16 Taekwondoins des KSZU-Meiningen e.V. bestanden ihre Kup-Prüfung

Am 05.04. war es wieder so weit. Mit viel Elan und Biss hatten sich die 16 Prüfungsteilnehmer*innen, im Alter von 6 J. bis 17 J., mit Hilfe ihrer Trainer*innen auf die Kup-Prüfung vorbereitet. Darunter nahmen 10 Taekwondoins das erste Mal daran teil.

Die 3 stündige Prüfung begann für alle mit der Steppschule und dem anschließenden Laufen von Grundtechniken, wie Vorwärts-Fußstoß und anderer Fußtechniken sowie Abwehrblöcken in unterschiedlichen Höhen. Dabei mussten Nele Scheler, Laura Zander und Isabel Grimm infolge ihrer höheren Gurtgrade separat schwierige Sprung-, Schlag- und Blocktechnik-Kombinationen vorzeigen.

Hierauf folgte der Einschrittkampf, bei dem in Nahdistanz sich zwei Personen gegenüberstehen und in wechselnder Folge jeder einem Angreifer oder Verteidiger ist. Dabei werden Fauststöße oder Fußtritte abgeblockt und eine Gegenattacke geführt. Hieran schloss sich die Selbstverteidigung an. Dabei ist unter dem Begriff der Notwehr und der erforderlichen Verteidigungshandlung alles erlaubt, was zum Schutz des eigenen Körpers dient. Dieser Teil macht den Kleinen wie den Großen enormen Spass. Allerdings geht es bei höheren Gurten, wie bei Nele, Isabel und Laura schon sehr ernst zur Sache. Verteidigung in Raumnot, sich gegen Würgen, Haareziehen, im Bodenkampf verteidigen zu können uvm. ist von diesen in wirksamer Weise vorzuführen. Diese Drei hatten anschließend jeweils eine Vorprüfungs- und dann eine Prüfungsform zu laufen.
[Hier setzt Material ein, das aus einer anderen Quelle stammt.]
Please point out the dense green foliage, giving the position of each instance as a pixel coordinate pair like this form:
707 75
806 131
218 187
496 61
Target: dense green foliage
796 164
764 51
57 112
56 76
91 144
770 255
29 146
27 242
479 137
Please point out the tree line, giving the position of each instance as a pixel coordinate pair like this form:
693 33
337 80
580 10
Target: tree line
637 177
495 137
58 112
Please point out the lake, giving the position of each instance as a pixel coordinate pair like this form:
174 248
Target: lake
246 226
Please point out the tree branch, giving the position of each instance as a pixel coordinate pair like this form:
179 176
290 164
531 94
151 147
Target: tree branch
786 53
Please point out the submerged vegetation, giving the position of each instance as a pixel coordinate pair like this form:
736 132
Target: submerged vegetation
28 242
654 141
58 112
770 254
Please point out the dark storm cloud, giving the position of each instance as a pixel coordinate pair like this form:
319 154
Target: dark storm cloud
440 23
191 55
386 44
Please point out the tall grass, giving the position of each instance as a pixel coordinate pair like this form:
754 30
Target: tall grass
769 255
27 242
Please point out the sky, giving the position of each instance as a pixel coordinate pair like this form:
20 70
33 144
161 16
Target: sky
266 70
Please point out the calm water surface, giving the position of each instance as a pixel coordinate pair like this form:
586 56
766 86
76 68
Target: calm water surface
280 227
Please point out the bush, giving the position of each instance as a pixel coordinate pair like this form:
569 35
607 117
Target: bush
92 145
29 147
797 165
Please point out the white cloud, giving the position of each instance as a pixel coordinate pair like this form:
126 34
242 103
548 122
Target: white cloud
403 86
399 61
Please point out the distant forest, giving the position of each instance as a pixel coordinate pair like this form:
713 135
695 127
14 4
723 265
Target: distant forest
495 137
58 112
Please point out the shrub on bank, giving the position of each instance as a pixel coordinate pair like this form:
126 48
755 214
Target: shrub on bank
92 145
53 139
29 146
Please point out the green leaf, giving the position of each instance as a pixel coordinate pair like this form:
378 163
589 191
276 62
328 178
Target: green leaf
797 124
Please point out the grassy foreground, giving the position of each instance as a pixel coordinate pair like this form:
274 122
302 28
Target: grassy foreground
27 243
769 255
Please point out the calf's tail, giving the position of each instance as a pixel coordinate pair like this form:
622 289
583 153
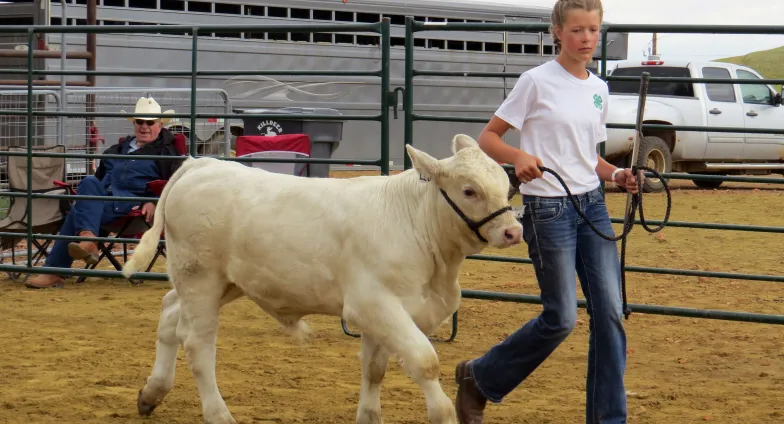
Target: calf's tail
148 244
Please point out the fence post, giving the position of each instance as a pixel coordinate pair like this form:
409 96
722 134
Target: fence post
408 94
194 65
385 93
30 46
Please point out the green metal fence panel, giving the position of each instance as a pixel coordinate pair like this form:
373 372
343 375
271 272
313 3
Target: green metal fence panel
413 26
383 73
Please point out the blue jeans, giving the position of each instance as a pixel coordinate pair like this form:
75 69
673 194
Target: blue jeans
561 244
85 215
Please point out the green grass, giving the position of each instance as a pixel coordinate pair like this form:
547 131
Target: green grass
765 62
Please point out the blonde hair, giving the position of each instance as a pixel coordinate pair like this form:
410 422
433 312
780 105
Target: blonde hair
562 7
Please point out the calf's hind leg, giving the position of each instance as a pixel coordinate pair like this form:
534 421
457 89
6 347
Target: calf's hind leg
386 322
161 380
374 365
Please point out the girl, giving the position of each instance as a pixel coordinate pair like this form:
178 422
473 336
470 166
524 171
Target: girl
560 109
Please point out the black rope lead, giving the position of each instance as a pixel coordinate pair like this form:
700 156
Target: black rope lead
628 220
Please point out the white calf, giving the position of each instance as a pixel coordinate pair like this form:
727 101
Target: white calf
382 252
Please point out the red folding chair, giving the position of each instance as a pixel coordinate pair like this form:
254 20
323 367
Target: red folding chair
133 225
284 146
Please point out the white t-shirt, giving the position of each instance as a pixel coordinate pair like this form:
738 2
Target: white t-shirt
561 119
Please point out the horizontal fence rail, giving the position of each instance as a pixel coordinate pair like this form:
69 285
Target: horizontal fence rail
383 73
413 26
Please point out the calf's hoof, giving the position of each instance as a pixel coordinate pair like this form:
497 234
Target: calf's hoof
369 416
144 408
221 420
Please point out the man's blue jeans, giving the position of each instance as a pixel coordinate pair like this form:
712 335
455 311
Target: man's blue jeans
562 245
85 215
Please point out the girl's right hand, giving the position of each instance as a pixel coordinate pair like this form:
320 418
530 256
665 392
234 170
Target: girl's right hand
527 167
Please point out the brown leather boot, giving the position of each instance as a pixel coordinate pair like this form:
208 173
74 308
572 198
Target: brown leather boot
469 403
45 281
85 250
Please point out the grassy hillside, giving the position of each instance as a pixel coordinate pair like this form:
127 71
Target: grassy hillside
766 62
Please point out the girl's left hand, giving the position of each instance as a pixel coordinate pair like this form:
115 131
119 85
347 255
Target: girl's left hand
627 180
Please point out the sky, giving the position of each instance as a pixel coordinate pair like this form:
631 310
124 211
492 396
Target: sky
700 12
695 12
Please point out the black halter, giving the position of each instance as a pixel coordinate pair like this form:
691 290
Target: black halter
473 225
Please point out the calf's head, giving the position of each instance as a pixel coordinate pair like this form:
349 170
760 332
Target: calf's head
476 187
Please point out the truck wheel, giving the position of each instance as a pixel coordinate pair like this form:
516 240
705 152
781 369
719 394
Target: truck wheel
655 154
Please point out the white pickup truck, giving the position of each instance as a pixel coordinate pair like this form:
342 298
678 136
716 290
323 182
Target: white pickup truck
699 104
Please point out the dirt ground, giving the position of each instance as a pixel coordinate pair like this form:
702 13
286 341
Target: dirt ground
80 354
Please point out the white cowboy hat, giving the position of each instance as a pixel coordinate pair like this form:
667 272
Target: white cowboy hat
148 105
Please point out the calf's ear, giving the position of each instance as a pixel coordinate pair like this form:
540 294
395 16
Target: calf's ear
427 165
462 141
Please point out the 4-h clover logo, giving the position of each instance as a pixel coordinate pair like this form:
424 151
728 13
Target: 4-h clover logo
597 101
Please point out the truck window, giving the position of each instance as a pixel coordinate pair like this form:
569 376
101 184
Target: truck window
719 92
677 89
753 93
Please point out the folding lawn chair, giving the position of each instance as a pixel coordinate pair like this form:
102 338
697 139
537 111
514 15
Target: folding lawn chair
284 146
133 225
48 214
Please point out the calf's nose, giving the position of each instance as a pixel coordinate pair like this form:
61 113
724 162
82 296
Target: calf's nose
513 236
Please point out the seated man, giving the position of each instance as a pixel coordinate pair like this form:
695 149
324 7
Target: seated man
114 177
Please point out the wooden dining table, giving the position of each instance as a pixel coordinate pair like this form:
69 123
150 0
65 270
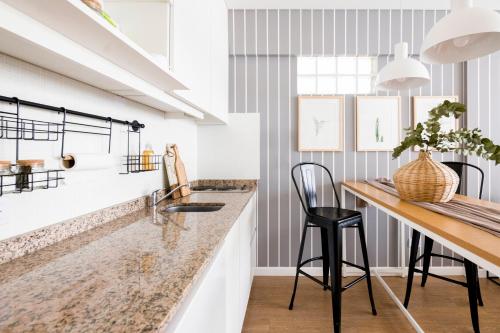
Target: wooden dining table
468 241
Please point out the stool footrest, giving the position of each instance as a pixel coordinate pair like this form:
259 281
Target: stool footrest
441 256
354 265
310 260
463 284
347 286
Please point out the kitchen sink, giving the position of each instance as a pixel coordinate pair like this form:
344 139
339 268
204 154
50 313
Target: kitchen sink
220 188
193 207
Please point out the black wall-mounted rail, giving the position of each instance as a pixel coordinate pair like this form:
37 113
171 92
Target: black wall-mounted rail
134 124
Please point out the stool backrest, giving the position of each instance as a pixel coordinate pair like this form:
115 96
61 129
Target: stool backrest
308 175
460 167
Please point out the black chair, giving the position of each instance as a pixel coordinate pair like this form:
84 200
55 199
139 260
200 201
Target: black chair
471 271
331 220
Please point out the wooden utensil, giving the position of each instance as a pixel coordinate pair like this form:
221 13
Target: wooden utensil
181 173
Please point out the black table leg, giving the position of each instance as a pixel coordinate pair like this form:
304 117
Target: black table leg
429 242
471 275
415 239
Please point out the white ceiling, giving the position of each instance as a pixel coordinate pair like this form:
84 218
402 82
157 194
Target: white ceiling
352 4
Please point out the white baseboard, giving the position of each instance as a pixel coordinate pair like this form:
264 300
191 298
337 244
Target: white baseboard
351 271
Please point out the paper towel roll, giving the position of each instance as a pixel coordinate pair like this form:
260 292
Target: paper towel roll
72 161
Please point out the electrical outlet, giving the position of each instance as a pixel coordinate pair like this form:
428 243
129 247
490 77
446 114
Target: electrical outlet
408 244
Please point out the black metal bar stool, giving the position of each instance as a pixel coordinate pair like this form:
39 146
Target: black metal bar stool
471 271
331 220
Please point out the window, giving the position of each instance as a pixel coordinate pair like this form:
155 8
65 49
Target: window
336 75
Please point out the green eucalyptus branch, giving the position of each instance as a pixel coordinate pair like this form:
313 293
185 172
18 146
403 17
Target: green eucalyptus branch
463 141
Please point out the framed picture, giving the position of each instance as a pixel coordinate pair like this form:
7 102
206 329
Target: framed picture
320 123
423 104
377 123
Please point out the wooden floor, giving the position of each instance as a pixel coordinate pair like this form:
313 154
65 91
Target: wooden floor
439 307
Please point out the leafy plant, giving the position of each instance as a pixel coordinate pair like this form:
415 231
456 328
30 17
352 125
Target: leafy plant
464 141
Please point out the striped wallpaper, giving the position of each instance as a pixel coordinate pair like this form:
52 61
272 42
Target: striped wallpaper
263 48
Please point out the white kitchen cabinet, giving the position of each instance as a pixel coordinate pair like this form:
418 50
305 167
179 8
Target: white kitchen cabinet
218 301
153 37
200 55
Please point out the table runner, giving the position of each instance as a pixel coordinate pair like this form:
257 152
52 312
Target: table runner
487 219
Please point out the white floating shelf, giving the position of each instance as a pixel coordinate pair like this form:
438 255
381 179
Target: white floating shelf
111 62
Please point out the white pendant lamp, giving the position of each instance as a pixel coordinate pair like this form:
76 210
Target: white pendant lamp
466 33
403 72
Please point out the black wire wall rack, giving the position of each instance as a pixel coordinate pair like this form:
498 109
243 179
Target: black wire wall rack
17 128
19 182
13 126
134 163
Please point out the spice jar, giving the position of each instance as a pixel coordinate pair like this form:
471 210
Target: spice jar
5 168
25 168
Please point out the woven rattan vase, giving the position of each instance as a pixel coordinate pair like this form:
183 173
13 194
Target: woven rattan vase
426 180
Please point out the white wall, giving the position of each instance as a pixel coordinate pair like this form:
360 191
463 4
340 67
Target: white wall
230 151
84 191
Die Form ist ein festgelegter Ablauf von Techniken, um imaginäre Gegner zu bekämpfen. Natürlich darf neben dem Freikampf die Pratze nicht fehlen. Auch hier gehen alle voller Begeisterung aus sich heraus und kicken, was „das Zeug hält“.  Isabel und Laura, welche den 1. Kup bzw. den 3 Kup erreichen wollten, hatten weiter einen Vollkontaktwettkampf ohne und mit Aufgabenstellung zu absolvieren.

Danach durften beide noch die obligatorischen Bruchtests mit jeweils einer Hand- und Fußtechniken zeigen. Der Theoriebereich rundete die Prüfung ab. So ist Koreanisch die Sprache des Taekwondo, weshalb die Stellungen, Techniken und Tritte auf Koreanisch zu benennen waren. Der Notwehrparagraph wurde abgehandelt sowie auch Geschichtliches.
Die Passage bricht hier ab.